Third, and most importantly, the product modalities have diversified. Live biotherapeutics — intact bacterial consortia — are still being developed, but with much more attention to formulation, manufacturing, and colonization reliability than the first wave brought. Alongside them, a parallel approach using purified microbial metabolites as drugs is gaining traction. If the therapeutic effect of a bacterial strain can be attributed to a specific metabolite it produces, you can potentially skip the live bacteria entirely and deliver the metabolite directly. That is a much more conventional drug development pathway with better-understood regulatory requirements.
Where We Are Looking
Our interest in the second wave is specific. We are not interested in companies running broad microbiome profiling studies hoping to find correlations that will lead to programs later. That approach burned the field once.

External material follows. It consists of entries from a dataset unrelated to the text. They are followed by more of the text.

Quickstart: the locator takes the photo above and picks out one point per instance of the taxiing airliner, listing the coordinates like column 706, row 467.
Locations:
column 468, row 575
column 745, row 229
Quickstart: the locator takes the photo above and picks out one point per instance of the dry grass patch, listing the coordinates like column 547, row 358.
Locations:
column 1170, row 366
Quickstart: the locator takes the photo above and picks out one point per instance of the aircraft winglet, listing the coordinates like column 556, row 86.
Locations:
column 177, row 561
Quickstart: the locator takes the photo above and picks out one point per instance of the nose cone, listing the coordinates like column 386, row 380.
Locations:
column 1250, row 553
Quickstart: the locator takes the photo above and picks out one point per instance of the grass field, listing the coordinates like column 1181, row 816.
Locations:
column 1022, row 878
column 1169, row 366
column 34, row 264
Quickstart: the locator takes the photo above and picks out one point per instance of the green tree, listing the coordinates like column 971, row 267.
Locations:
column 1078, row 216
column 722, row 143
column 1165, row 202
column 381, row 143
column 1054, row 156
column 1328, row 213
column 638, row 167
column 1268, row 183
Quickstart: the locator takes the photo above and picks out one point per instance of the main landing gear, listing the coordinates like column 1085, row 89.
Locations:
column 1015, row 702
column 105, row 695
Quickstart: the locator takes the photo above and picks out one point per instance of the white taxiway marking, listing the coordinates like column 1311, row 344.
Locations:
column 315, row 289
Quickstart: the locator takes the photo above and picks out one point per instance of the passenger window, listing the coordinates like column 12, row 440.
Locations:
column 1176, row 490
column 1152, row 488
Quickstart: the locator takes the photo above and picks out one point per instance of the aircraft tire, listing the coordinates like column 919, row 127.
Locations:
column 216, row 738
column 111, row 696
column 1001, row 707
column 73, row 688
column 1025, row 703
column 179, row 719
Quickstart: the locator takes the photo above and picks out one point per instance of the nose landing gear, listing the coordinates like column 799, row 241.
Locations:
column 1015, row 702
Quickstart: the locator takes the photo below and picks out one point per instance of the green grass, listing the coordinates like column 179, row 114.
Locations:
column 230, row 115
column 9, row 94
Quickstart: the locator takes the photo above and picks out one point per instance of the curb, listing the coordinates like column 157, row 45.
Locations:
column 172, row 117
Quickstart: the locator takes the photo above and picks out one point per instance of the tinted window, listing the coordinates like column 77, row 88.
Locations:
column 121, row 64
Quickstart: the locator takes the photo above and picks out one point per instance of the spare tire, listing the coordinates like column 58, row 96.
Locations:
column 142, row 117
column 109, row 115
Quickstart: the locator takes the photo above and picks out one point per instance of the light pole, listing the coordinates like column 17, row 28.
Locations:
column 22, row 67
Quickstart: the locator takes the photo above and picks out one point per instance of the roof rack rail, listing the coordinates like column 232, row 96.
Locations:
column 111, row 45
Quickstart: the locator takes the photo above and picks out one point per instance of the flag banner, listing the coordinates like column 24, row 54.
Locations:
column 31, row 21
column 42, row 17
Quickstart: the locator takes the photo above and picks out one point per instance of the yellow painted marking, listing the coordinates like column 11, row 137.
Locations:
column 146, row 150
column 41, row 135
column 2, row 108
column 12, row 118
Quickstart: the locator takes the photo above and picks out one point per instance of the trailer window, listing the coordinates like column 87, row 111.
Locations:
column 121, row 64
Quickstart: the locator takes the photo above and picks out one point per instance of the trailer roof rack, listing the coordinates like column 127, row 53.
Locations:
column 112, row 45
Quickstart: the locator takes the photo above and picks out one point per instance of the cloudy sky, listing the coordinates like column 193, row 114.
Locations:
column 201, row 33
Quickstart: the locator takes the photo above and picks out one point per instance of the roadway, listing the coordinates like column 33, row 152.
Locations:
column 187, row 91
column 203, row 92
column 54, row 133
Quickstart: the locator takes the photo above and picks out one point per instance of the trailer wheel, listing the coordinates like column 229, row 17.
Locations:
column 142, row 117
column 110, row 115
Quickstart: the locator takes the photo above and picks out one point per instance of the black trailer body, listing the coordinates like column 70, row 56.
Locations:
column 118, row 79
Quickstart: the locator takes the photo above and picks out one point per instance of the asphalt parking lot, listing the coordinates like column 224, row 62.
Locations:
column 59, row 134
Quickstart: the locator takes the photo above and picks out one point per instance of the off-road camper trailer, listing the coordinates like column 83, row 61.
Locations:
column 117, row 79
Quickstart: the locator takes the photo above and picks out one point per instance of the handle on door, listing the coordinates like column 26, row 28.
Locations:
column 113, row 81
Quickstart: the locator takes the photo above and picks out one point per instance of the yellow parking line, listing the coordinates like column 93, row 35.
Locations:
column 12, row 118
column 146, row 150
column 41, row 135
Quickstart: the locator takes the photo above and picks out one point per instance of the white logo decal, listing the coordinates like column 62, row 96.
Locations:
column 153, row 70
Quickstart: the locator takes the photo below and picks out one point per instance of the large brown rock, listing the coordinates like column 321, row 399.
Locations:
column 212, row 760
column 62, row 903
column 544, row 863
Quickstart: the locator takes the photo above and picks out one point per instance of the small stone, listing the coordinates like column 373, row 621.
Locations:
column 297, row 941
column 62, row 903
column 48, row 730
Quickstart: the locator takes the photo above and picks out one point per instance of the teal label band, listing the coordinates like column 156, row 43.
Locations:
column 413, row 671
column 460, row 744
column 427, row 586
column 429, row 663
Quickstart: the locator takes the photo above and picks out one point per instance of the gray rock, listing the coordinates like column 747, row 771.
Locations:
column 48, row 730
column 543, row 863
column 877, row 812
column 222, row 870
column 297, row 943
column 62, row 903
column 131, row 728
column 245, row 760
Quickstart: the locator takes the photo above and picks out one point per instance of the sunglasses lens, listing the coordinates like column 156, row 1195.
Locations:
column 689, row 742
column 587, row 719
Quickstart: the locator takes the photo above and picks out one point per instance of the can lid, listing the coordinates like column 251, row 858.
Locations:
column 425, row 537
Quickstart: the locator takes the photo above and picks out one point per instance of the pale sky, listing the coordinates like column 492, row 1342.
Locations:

We are interested in companies that have a defined microbial mechanism, a defined patient population with biomarkers that can identify responders, and a clinical indication with a tractable development path. Oncology is interesting: the microbiome's effect on immunotherapy response has credible mechanistic support, the patient population is well-defined, and the endpoints are established. Metabolic disease remains an area where mechanism is less clear, but specific programs targeting defined gut-liver signaling axes have a more defensible scientific foundation than the first-wave dysbiosis-correction approaches.
The second wave is real. It is smaller, more focused, and more scientifically disciplined than the first. That is exactly the right posture given where the biology actually is. The companies that survive it to clinical proof of concept will have earned something the first generation could not: a mechanism story that holds up under rigorous scrutiny.